Cooked or Processed Foods
Cooked or processed foods (e.g. black pudding, cheese, etc.) can be placed straight into the smoker, without further preparation, as most processed foods already contain salt, but raw foods, may have to be salted.
A selection of cheeses can produce very different results even when cooked at the same time, side by side. Some cheeses will be subtly smoked and others will be strongly flavoured depending on salt content, and crumb texture (openness). You need to experiment to find which cheese suits your taste. I once did a selection of about five or six cheeses as Christmas presents. Everyone got the same selection but everyone had a different favourite depending on the level of smokiness, and on the combined flavours of the cheese and smoke.
All raw foods generally require salting or brining. Dry salting pulls the moisture out of food and soaking in brine will keep the food moist. The higher the salt content the more smoky the food will be however, you don’t want the taste of the food to be ruined by the salt, so you need to get your salting or brining times right.
My filing cabinet was used annually as an effective warming cabinet on bonfire night, with spuds in the middle drawer and pies in the top.
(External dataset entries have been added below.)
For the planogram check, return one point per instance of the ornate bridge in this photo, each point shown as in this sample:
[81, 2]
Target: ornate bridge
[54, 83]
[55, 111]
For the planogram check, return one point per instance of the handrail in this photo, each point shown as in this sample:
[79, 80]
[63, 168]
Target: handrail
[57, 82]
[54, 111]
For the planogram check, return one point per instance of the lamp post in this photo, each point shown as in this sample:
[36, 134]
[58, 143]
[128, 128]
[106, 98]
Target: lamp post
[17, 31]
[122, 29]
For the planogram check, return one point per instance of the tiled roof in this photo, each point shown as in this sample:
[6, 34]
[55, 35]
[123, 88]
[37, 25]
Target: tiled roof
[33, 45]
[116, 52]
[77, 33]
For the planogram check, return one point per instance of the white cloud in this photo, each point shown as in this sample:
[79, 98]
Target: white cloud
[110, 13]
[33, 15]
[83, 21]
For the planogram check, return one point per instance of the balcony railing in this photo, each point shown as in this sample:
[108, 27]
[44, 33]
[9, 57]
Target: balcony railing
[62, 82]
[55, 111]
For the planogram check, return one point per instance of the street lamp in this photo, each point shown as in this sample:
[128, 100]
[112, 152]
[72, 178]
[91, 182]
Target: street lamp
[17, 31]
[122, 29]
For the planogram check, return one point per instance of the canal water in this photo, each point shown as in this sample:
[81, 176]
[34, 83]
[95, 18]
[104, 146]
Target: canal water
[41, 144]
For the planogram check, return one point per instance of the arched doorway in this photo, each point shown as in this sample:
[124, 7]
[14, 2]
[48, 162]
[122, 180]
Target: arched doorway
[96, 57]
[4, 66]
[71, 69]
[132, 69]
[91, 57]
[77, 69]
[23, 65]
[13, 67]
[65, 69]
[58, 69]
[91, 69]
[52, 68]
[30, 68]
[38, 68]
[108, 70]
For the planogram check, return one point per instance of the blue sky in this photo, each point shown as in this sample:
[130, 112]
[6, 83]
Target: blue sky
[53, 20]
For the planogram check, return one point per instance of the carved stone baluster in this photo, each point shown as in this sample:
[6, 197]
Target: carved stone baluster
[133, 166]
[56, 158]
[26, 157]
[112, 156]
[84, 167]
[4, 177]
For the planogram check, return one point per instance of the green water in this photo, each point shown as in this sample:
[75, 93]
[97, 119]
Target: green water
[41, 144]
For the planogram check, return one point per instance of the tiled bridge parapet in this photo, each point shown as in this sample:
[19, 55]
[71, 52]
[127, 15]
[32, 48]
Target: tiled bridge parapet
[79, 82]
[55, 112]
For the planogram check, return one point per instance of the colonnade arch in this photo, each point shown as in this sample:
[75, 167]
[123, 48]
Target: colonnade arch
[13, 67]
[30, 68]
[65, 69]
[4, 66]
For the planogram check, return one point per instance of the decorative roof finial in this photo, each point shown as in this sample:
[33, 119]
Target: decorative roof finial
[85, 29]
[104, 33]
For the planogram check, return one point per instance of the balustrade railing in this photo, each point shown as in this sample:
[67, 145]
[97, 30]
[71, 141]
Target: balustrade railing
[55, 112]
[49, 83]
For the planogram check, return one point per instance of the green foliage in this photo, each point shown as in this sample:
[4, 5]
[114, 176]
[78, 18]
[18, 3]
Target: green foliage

The charcoal was lit in the tray as per normal but no oak shavings are added. The hot potatoes were put in the middle drawer, and hot pork pies were put in the top. It was a big hit with family and friends and people patiently queuing at the filing cabinet, and chatting was a lovely sight. Luckily the filing cabinet was modern enough to have an automatic locking device which prevented you from opening more than one drawer at a time, an anti-toppling device, otherwise we might possibly have buried several small enthusiastic children with hot pork pies.
We discovered that sometimes the cabinet got too hot and we found it difficult to cold smoke some things without them drying out. So we experimented (for hours) with smoke generators, a device for feeding smoke into the cabinet without the heat. Subtle changes to an ex-lavatory brush holder gradually extended the length of burn from 10 minutes (first attempt) to 45 minutes on a single charge. It was necessary to cut another hole in the cabinet, in the side. Here are some pictures:
Workbench smoke generator experiments. The welding mask is to prevent back draughts from a windy door, out of shot, to the right.
The cold smoker in action for the first time, feeding cold smoke into the cabinet.
It worked very well
Sadly the filing cabinet was the victim of several mishaps. My dad and Martin nearly destroyed it with an over enthusiastic use of accelerants one bonfire night, melting all the plastic handles and slightly warping two draws.
The following year gales blew it over with such force the impact deformed it slightly making the drawers even more difficult to open. And finally, on Boxing Day 2015, it was submerged beneath flood water, silt and sewage.
A new filing cabinet was required.
It’s a very worthwhile project if you like smoked food, and good fun.